JANMへ行こう!! vol.20 - 展示物にも書かれていないガイドの秘話が魅力
今月のガイド鈴木康之 さん
1972年に渡米。Kintetsu Enterprises Co. Of Americaの駐在員としてサンフランシスコ市の日本町再開発事業に携わる。2009年に退職するまで日米を行き来しながらリトル東京の発展にも携わる。現在はJANMのボランティアをはじめKintetsu Enterprises Co. Of America顧問、あさひ学園の理事を務める。
—鈴木さんは、日米でディベロッパーとして活躍してきました。その経歴がJANMでボランティアすることにつながっているそうですね。
「サンフランシスコ市(以下、SF市)の日本町を再開発した近鉄エンタープライズに務めていました。戦時中に日系人は強制収容所に送られて、戦後、町は荒れてしまった。それでSF市は再開発を決めて、1960年代には計画が始まりました。
再開発する場合、開発業者になるのはその土地でビジネスをしてる人が、まず第一。それと日系人の町だから日系人か日本人が優先。けれどSF市の日系社会はまだまだ戦争の痛手から立ち上がれなかったので、投資する余裕がありませんでした。
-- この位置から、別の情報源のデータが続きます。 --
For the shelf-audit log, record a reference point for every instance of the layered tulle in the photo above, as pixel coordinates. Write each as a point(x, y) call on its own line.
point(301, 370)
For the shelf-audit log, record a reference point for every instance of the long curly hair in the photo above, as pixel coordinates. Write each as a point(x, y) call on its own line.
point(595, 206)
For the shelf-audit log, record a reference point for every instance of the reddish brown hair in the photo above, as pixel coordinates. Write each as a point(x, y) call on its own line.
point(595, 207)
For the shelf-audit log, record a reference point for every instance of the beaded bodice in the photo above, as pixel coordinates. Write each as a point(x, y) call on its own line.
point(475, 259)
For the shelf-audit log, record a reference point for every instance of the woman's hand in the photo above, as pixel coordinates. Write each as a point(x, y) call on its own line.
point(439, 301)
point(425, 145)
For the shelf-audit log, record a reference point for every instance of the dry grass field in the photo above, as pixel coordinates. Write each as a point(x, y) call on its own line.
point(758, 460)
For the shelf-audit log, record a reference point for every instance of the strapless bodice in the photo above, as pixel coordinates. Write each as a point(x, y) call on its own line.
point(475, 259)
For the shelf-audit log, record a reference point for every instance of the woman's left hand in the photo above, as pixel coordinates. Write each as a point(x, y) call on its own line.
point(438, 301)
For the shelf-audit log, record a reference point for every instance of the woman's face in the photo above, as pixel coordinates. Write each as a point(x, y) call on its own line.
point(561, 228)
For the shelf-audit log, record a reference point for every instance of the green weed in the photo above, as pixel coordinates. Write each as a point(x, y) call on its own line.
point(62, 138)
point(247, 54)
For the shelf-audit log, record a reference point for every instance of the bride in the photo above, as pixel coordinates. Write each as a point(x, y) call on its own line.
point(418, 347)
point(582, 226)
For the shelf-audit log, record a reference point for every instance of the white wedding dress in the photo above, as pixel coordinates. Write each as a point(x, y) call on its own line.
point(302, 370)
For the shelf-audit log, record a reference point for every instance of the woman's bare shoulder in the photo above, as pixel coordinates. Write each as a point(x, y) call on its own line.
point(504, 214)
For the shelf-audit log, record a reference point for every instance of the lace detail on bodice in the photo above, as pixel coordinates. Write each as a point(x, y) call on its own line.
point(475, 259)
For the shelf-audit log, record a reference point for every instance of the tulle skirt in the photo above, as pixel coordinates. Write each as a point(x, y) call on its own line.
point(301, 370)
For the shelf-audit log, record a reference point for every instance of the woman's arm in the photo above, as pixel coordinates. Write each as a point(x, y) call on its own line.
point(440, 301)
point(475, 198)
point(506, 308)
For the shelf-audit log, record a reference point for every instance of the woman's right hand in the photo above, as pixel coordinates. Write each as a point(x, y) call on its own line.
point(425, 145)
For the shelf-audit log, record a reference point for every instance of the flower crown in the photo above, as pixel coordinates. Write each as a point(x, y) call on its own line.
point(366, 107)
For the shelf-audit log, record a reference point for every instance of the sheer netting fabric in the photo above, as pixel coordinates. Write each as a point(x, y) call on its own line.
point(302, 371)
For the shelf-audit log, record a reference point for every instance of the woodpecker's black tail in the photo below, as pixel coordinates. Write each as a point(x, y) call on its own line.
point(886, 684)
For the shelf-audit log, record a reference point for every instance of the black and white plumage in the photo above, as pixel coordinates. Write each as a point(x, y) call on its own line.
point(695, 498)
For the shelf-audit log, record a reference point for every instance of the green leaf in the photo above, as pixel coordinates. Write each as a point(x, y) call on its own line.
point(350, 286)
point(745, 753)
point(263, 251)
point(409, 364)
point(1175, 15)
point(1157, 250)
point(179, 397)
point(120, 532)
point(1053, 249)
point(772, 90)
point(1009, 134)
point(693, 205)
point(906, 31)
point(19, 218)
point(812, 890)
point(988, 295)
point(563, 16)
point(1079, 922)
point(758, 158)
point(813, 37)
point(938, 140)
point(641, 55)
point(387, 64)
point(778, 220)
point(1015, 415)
そこで、ハワイの日系社会に話が行きました。だけどハワイの会社だけでは資金力が足りないのでSF市と姉妹都市の大阪市に話が来ました。
当時、近鉄の社長だった佐伯勇は大阪商工会議所の会頭でした。戦後、ガリオア資金、エロア資金は空襲で潰された日本産業を復興支援してくれました。日系人が中心になった支援団体・ララ物資は、日系人も収容所から戻ってまだ基盤が確立してないにも関わらず、食べ物を随分日本へ送ってくれました。アメリカの日系人には貧しくてもまだ食べ物があったけれど、日本はなかったから。“戦後お世話になった日系のためなら一肌脱ぎたい”と、佐伯が決めました。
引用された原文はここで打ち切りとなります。